Capt Midnight just missed against Tall Dark Stranger last week while getting a second over trip. He rallied belatedly to be second to that same rival in the Cane Pace two back and is rounding back into his better form. Jody Jamieson will pick up the live drive on elimination winner Captain Kirk. He beat Tall Dark Stranger three back but then was no match for him in the Cane. He did show resilience to keep coming last week against Allywag Hanover who looked gone at the top of the stretch, but I think either of those would need a touch more to get the top prize. Captain Barbossa lands a bad post and will be a big longshot once again but was splitting horses late with pace in his elimination.

In addition to the North America Cup, McClure has chances throughout the other rich finals. In the $400,000 Fan Hanover, McClure drives Laura’s Love, a filly he knows well. In her elimination won by undefeated Party Girl Hill, Laura’s Love tipped widest into the stretch and closed with a final quarter of :25.1 in a race where she narrowly missed third. She now moves almost all the way inside and isn’t out of the question.

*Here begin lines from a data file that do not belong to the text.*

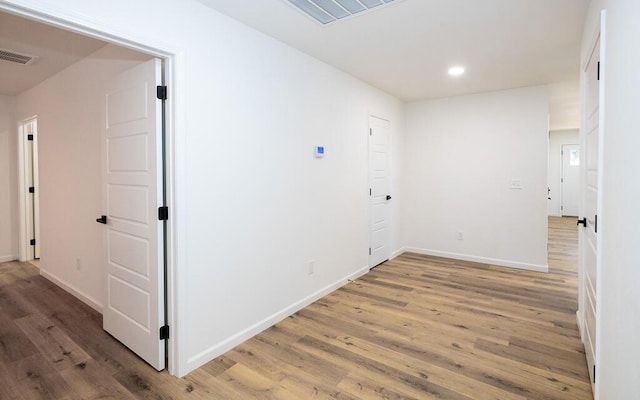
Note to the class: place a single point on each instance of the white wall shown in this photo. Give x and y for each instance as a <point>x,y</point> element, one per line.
<point>556,140</point>
<point>8,180</point>
<point>70,110</point>
<point>253,204</point>
<point>461,155</point>
<point>618,372</point>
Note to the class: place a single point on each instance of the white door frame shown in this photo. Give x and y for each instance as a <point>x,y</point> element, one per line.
<point>370,182</point>
<point>175,105</point>
<point>28,212</point>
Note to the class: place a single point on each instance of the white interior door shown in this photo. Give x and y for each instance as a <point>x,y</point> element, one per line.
<point>590,192</point>
<point>134,309</point>
<point>570,179</point>
<point>379,190</point>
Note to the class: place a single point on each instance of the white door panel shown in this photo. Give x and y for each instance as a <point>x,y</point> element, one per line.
<point>570,179</point>
<point>590,192</point>
<point>134,309</point>
<point>379,181</point>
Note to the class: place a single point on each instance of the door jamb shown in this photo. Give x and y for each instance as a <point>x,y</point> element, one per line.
<point>174,77</point>
<point>25,233</point>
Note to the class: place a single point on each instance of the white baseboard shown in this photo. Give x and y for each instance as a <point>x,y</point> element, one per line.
<point>204,357</point>
<point>483,260</point>
<point>88,300</point>
<point>579,322</point>
<point>10,257</point>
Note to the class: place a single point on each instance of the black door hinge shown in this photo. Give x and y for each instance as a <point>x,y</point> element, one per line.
<point>161,92</point>
<point>164,332</point>
<point>163,213</point>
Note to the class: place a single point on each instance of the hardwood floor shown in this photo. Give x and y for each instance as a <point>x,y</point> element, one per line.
<point>417,327</point>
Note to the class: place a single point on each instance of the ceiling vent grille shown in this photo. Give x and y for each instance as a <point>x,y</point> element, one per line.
<point>20,58</point>
<point>329,11</point>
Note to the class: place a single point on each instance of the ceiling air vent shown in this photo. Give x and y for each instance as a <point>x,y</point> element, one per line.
<point>329,11</point>
<point>13,56</point>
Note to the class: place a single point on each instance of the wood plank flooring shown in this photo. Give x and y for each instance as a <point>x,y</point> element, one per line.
<point>417,327</point>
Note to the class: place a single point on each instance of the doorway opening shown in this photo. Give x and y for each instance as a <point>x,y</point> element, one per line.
<point>31,225</point>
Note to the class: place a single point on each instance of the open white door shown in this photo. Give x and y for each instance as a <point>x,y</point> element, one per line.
<point>134,310</point>
<point>379,190</point>
<point>591,192</point>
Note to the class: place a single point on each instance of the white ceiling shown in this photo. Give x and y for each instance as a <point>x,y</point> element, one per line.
<point>56,50</point>
<point>405,49</point>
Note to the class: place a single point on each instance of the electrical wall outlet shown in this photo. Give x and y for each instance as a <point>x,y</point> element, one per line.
<point>311,267</point>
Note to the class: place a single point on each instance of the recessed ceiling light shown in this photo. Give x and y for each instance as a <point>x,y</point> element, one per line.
<point>456,70</point>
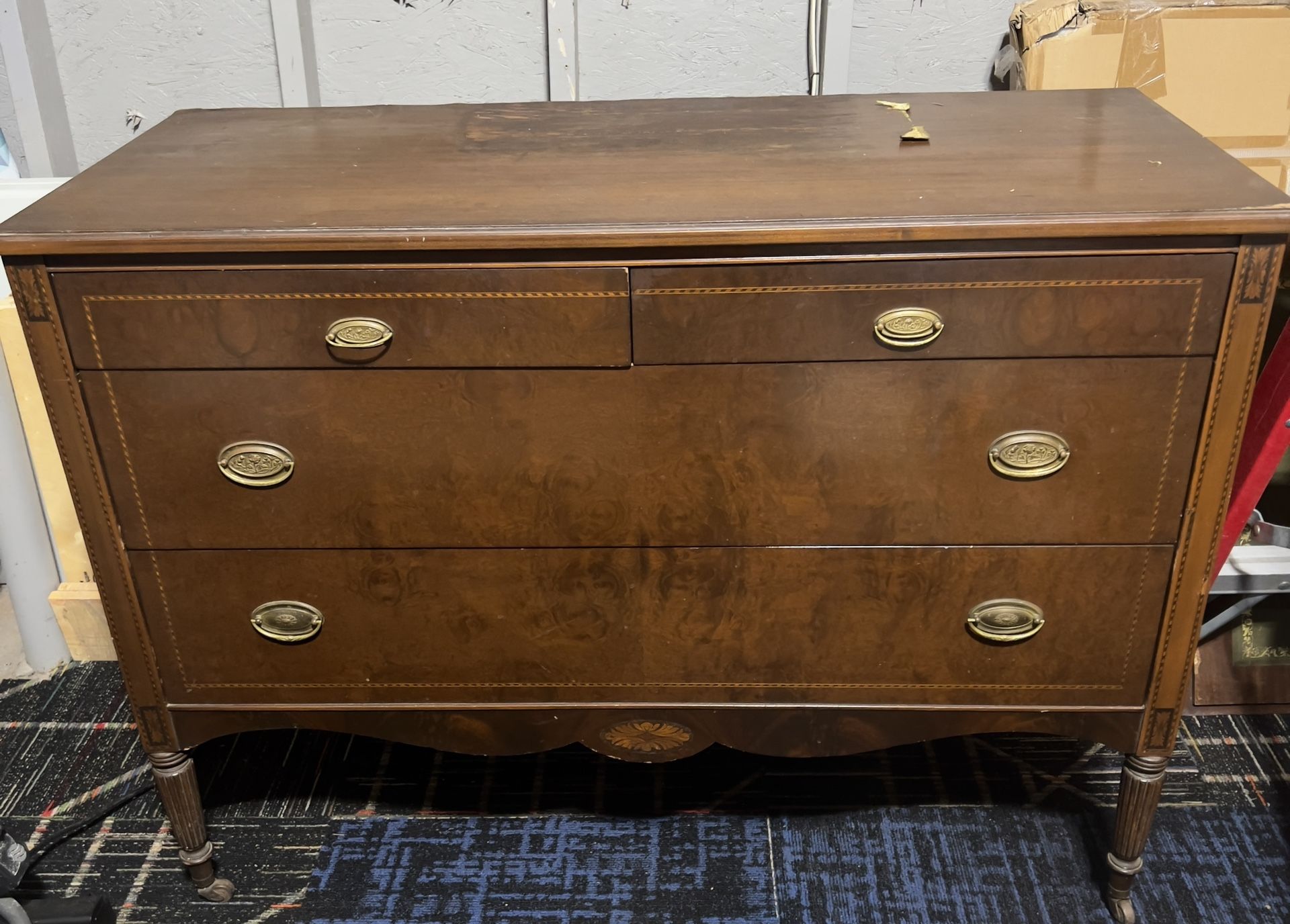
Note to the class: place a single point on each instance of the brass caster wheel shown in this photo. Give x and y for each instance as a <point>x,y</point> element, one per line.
<point>220,891</point>
<point>1121,910</point>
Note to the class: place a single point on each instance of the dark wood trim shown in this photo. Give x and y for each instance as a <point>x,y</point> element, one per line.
<point>774,730</point>
<point>95,508</point>
<point>642,257</point>
<point>582,706</point>
<point>1260,221</point>
<point>1223,426</point>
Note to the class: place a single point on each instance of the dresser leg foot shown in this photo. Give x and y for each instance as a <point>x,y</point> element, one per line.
<point>177,785</point>
<point>1141,782</point>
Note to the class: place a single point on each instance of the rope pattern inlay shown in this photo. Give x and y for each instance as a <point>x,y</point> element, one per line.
<point>893,287</point>
<point>262,297</point>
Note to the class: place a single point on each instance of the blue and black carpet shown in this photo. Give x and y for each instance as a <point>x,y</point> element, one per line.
<point>329,829</point>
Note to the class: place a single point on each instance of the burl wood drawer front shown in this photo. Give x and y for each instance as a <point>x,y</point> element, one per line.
<point>1044,307</point>
<point>781,454</point>
<point>670,625</point>
<point>261,318</point>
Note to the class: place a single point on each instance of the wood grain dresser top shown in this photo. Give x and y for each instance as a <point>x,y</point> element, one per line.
<point>769,171</point>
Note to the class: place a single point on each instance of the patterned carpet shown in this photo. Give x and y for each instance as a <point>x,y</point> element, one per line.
<point>331,829</point>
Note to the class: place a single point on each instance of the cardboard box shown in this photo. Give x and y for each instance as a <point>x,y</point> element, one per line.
<point>1223,66</point>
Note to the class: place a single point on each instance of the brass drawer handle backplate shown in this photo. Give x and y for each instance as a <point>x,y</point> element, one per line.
<point>359,333</point>
<point>1005,620</point>
<point>287,620</point>
<point>256,464</point>
<point>1029,454</point>
<point>908,328</point>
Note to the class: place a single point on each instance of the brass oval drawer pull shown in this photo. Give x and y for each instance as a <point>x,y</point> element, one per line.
<point>1029,454</point>
<point>359,333</point>
<point>908,328</point>
<point>287,620</point>
<point>256,464</point>
<point>1005,620</point>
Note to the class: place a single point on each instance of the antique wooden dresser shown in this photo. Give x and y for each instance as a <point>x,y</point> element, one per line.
<point>656,424</point>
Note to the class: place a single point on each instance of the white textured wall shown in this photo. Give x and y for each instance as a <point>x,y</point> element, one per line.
<point>631,49</point>
<point>925,46</point>
<point>158,56</point>
<point>155,57</point>
<point>9,122</point>
<point>431,52</point>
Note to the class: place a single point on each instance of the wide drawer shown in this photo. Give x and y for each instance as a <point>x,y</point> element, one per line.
<point>657,625</point>
<point>828,454</point>
<point>1035,307</point>
<point>275,318</point>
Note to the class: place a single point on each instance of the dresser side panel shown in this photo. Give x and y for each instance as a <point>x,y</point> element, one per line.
<point>1232,383</point>
<point>95,508</point>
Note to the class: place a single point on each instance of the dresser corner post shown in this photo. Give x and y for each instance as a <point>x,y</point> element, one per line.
<point>1141,782</point>
<point>177,784</point>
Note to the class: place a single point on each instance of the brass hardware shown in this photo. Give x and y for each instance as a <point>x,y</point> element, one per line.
<point>1029,454</point>
<point>287,620</point>
<point>256,464</point>
<point>359,333</point>
<point>1005,620</point>
<point>908,328</point>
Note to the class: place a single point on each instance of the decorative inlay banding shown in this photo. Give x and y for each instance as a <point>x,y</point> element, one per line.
<point>645,736</point>
<point>915,287</point>
<point>261,297</point>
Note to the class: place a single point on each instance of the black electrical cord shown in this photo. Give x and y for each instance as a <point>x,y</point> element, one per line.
<point>77,828</point>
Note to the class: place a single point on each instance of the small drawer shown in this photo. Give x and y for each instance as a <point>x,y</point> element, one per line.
<point>955,453</point>
<point>1033,307</point>
<point>998,625</point>
<point>320,318</point>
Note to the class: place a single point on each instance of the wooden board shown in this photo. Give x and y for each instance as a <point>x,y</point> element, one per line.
<point>79,611</point>
<point>656,172</point>
<point>54,495</point>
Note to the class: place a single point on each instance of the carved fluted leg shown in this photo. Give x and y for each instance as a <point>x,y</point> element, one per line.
<point>177,785</point>
<point>1141,782</point>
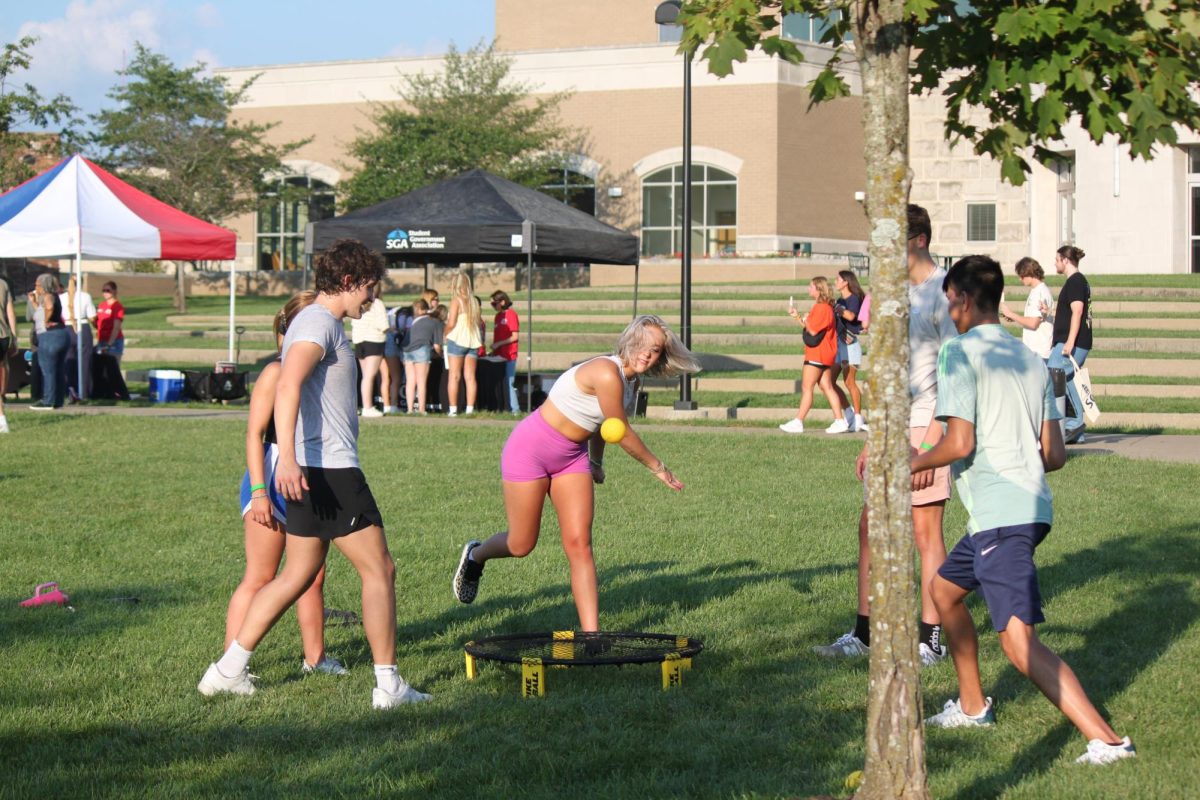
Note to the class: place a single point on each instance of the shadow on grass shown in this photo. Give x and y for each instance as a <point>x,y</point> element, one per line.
<point>1158,612</point>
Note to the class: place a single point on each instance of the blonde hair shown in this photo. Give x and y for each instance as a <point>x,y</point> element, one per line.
<point>283,318</point>
<point>676,359</point>
<point>822,286</point>
<point>461,289</point>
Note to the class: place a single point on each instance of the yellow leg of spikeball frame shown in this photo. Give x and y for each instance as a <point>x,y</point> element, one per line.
<point>533,678</point>
<point>672,671</point>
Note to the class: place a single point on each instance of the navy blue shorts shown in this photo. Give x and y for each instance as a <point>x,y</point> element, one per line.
<point>999,564</point>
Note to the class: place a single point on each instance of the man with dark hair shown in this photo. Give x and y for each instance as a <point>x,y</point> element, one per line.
<point>328,498</point>
<point>1002,437</point>
<point>929,326</point>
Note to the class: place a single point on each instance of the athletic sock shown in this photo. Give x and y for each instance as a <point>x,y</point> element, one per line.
<point>234,661</point>
<point>388,678</point>
<point>863,629</point>
<point>931,635</point>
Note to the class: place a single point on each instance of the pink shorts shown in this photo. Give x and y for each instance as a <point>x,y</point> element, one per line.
<point>939,491</point>
<point>535,450</point>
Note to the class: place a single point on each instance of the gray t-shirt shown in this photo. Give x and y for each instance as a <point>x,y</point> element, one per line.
<point>929,328</point>
<point>328,423</point>
<point>988,378</point>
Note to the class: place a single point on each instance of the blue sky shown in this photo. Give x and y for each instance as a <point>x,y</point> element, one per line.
<point>83,42</point>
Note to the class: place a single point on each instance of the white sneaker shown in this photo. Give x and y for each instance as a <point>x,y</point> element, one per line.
<point>846,647</point>
<point>953,716</point>
<point>839,426</point>
<point>214,683</point>
<point>327,666</point>
<point>929,656</point>
<point>1102,752</point>
<point>381,698</point>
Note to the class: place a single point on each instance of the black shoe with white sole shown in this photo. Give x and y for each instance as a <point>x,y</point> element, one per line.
<point>466,577</point>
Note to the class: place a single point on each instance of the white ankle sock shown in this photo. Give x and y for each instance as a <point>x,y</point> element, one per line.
<point>235,659</point>
<point>387,678</point>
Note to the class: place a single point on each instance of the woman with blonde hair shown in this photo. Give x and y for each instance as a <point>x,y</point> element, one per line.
<point>557,452</point>
<point>264,513</point>
<point>820,354</point>
<point>462,342</point>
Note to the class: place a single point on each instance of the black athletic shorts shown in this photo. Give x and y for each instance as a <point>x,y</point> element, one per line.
<point>337,503</point>
<point>364,349</point>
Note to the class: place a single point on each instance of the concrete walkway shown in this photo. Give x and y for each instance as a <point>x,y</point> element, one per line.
<point>1165,447</point>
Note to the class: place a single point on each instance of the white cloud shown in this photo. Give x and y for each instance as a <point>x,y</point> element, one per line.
<point>91,37</point>
<point>208,16</point>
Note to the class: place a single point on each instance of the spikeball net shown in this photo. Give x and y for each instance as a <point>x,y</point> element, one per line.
<point>535,651</point>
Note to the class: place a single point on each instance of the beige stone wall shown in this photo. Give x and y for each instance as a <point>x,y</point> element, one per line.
<point>562,24</point>
<point>947,179</point>
<point>820,167</point>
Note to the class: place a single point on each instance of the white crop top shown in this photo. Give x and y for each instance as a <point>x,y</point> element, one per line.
<point>585,409</point>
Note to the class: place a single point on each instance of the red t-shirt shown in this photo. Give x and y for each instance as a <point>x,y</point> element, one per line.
<point>106,316</point>
<point>821,319</point>
<point>505,326</point>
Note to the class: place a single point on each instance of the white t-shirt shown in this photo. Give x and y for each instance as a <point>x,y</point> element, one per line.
<point>929,328</point>
<point>997,384</point>
<point>1041,340</point>
<point>328,422</point>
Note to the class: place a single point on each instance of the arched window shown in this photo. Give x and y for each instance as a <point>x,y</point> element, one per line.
<point>714,211</point>
<point>282,216</point>
<point>573,187</point>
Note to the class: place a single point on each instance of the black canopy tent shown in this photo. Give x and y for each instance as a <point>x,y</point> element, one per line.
<point>480,217</point>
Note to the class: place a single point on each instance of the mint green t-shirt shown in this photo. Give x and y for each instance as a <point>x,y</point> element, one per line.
<point>990,379</point>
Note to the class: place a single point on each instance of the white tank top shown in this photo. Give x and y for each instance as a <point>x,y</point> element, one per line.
<point>585,409</point>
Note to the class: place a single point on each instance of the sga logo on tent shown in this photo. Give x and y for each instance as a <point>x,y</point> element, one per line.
<point>397,240</point>
<point>401,239</point>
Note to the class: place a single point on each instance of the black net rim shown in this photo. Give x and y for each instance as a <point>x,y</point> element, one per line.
<point>615,648</point>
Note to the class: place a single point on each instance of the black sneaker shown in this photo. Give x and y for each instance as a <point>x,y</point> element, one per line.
<point>466,577</point>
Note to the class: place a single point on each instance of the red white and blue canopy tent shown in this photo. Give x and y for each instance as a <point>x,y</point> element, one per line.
<point>77,210</point>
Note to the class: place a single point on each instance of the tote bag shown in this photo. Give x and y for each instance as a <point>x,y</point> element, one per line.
<point>1083,383</point>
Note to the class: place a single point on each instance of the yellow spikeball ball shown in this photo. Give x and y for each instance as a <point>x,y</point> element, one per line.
<point>612,431</point>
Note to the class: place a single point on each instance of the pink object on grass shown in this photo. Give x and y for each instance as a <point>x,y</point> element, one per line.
<point>47,594</point>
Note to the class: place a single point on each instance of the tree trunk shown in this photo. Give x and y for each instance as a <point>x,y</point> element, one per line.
<point>895,746</point>
<point>180,288</point>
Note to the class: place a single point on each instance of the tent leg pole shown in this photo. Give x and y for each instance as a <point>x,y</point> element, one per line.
<point>529,328</point>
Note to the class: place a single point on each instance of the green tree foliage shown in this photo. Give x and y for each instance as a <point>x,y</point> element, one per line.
<point>23,107</point>
<point>1013,72</point>
<point>469,115</point>
<point>172,136</point>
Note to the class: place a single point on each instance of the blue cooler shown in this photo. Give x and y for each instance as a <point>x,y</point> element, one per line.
<point>166,385</point>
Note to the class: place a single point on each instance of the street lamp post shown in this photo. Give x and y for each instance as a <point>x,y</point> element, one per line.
<point>667,13</point>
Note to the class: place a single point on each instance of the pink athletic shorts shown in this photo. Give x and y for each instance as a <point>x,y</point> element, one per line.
<point>535,450</point>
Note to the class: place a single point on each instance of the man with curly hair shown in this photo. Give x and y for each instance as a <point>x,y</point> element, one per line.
<point>328,498</point>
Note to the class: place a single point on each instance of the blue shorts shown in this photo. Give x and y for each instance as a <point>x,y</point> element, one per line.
<point>460,352</point>
<point>420,355</point>
<point>279,506</point>
<point>851,354</point>
<point>999,564</point>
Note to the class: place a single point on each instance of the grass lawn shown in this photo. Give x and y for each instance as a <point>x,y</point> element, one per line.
<point>756,555</point>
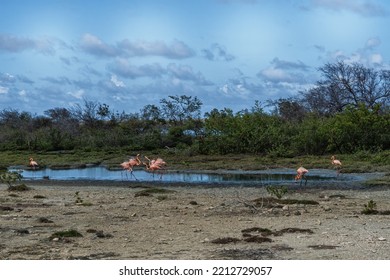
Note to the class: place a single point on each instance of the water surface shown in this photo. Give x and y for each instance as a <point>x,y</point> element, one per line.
<point>101,173</point>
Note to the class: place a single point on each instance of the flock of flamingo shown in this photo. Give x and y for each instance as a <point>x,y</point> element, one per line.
<point>301,171</point>
<point>151,165</point>
<point>158,164</point>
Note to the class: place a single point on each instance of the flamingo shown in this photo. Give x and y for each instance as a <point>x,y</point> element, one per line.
<point>154,165</point>
<point>301,171</point>
<point>128,165</point>
<point>337,164</point>
<point>33,163</point>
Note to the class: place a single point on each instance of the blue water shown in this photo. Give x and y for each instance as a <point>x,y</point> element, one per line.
<point>102,173</point>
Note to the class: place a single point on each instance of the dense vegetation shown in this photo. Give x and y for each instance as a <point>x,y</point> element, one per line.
<point>347,111</point>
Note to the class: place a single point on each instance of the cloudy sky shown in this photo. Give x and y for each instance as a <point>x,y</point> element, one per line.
<point>132,53</point>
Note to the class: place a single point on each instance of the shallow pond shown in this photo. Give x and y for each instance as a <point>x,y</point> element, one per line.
<point>227,176</point>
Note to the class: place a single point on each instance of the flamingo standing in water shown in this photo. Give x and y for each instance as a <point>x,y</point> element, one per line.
<point>33,163</point>
<point>301,171</point>
<point>128,165</point>
<point>154,165</point>
<point>337,164</point>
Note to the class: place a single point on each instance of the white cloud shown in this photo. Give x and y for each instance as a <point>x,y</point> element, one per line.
<point>376,58</point>
<point>3,90</point>
<point>76,94</point>
<point>361,7</point>
<point>117,82</point>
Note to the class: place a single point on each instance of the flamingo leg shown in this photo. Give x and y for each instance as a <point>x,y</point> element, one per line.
<point>132,174</point>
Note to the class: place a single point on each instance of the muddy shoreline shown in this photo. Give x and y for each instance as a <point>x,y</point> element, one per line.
<point>162,220</point>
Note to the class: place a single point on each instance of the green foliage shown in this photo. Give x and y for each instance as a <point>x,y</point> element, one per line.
<point>370,208</point>
<point>278,192</point>
<point>314,125</point>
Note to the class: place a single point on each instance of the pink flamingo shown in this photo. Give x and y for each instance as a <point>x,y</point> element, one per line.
<point>129,165</point>
<point>33,163</point>
<point>337,164</point>
<point>154,165</point>
<point>301,174</point>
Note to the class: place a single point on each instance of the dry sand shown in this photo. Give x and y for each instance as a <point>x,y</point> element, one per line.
<point>190,222</point>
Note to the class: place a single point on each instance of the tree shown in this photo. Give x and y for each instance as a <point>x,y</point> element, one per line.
<point>348,85</point>
<point>181,108</point>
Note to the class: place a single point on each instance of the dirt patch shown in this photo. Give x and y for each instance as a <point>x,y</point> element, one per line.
<point>184,221</point>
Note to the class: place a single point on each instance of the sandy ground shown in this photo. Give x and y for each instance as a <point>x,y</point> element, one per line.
<point>118,221</point>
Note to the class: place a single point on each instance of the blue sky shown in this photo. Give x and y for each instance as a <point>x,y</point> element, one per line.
<point>228,53</point>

“She’s a little filly but is extremely fast,” said McClure. She’s one of my favorites because she’s not really pretty gaited – she kind of paces like how Wiggle It Jiggleit used to – but extremely fast and she tries very hard. Her last start in an OSS Gold race over a bad (sloppy rated) track at Grand River, she had every right to get beat and she just refused to. She’s definitely capable of going with those fillies.”

Party Girl Hill aims for eight in a row in her unbeaten career, but this will be her stiffest test to date. Holding sway last week, Peaky Sneaky posted a career best mile and did so while slugging it out through a fast third panel and still having enough left to win going away comfortably. Lady Lou took it to Party Girl Hill in her elimination and looked for a moment as if she were going to go by; Jamieson gets the return call and she can be there with a well-timed move.

While McClure has potential, albeit outside chances, in the North America Cup and Fan Hanover, he’ll have a couple of the shorter priced contenders in the Armbro Flight and Roses Are Red. Picking up drives on Plunge Blue Chip and Soho Burning Love, those are mares that McClure has never driven previously.

When asked how he prepares for drives on horses he hasn’t previously driven, McClure attributed a lot of his preparation towards race replays. “You can get a tip from the trainer and things like that, but for the most part the video replays are your biggest asset.” Similarly, as far as strategy for the first-time drives, McClure said “You definitely build an idea of a strategy, but nine times out of 10 you’re going for Plan B and C leaving the gate. You have a plan in your mind, and you get an idea for what the other horses and drivers might do, but when the gate folds you’re scrambling. Especially with these two, they seem like they have their own styles. We’ll see how it goes leaving from the gate.”